Karla Mendes

2023 RAINFOREST INVESTIGATIONS FELLOW (BRAZIL)

Karla Mendes is an award-winning Brazilian journalist working as a Rio de Janeiro-based investigative and feature reporter for Mongabay.

She has been working as a correspondent for international outlets since 2015, and since 2017, she has specialized in covering environmental and land issues. She worked as a land and property rights correspondent for the Thomson Reuters Foundation from August 2017 to December 2018. She joined Mongabay in July 2019 as contributing editor.

Throughout her career, Mendes has won several national and international awards. In February 2023, she was a winner of the SEAL Journalism Environmental Award with distinction for her “powerful work covering the continued encroachment of global corporations into Indigenous Amazon lands.”

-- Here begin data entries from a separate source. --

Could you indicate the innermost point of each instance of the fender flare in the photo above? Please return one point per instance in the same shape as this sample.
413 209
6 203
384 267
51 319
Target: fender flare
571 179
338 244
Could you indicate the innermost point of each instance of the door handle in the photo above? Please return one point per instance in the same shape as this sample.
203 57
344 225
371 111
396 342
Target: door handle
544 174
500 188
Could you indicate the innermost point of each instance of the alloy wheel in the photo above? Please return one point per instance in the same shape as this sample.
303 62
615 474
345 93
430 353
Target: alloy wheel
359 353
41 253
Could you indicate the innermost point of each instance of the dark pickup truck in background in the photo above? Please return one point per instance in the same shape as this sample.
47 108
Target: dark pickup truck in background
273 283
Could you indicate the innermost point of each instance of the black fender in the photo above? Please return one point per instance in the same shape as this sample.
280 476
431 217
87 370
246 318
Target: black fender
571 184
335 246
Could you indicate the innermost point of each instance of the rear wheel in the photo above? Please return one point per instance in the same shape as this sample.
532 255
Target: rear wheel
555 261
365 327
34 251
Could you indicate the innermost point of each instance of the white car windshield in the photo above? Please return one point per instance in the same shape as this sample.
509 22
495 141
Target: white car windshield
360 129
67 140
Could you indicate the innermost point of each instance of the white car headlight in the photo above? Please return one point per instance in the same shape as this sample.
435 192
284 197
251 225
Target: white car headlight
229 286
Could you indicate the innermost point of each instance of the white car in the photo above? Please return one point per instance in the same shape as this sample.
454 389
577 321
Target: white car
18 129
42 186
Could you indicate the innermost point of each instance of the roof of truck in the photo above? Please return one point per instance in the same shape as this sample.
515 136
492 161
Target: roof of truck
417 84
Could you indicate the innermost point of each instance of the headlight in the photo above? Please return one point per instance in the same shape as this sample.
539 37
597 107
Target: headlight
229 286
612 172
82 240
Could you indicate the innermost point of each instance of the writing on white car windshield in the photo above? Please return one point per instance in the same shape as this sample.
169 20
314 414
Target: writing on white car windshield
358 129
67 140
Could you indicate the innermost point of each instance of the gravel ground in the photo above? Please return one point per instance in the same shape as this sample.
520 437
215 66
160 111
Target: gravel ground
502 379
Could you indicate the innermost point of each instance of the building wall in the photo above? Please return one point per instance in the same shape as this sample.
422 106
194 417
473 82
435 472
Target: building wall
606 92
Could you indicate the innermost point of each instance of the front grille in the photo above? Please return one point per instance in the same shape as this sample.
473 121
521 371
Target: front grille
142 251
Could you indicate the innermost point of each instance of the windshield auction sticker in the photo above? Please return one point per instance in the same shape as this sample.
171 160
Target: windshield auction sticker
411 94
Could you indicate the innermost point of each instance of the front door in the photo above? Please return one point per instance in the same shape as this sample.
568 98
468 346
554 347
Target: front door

In July 2022,  she won second place in the Society of Environmental Journalists Awards for outstanding investigative reporting for an 18-month investigation that unveiled how “sustainable” palm oil triggered deforestation and water contamination in Brazil’s Amazon, affecting Indigenous people and traditional communities. Published in both English and Portuguese, the investigation is being used as evidence to hold palm oil companies accountable for water contamination. In April 2022, the investigation won third place in the Fetisov Journalism Awards in the Excellence in Environmental Journalism category.

In December 2021, Mendes won first place in the Geneton Moraes Neto Journalism Awards for the article "Farmers Are Paid To ‘Produce’ Water in the Fight Against Scarcity," published in 2018 by the Thomson Reuters Foundation and Reuters Brazil.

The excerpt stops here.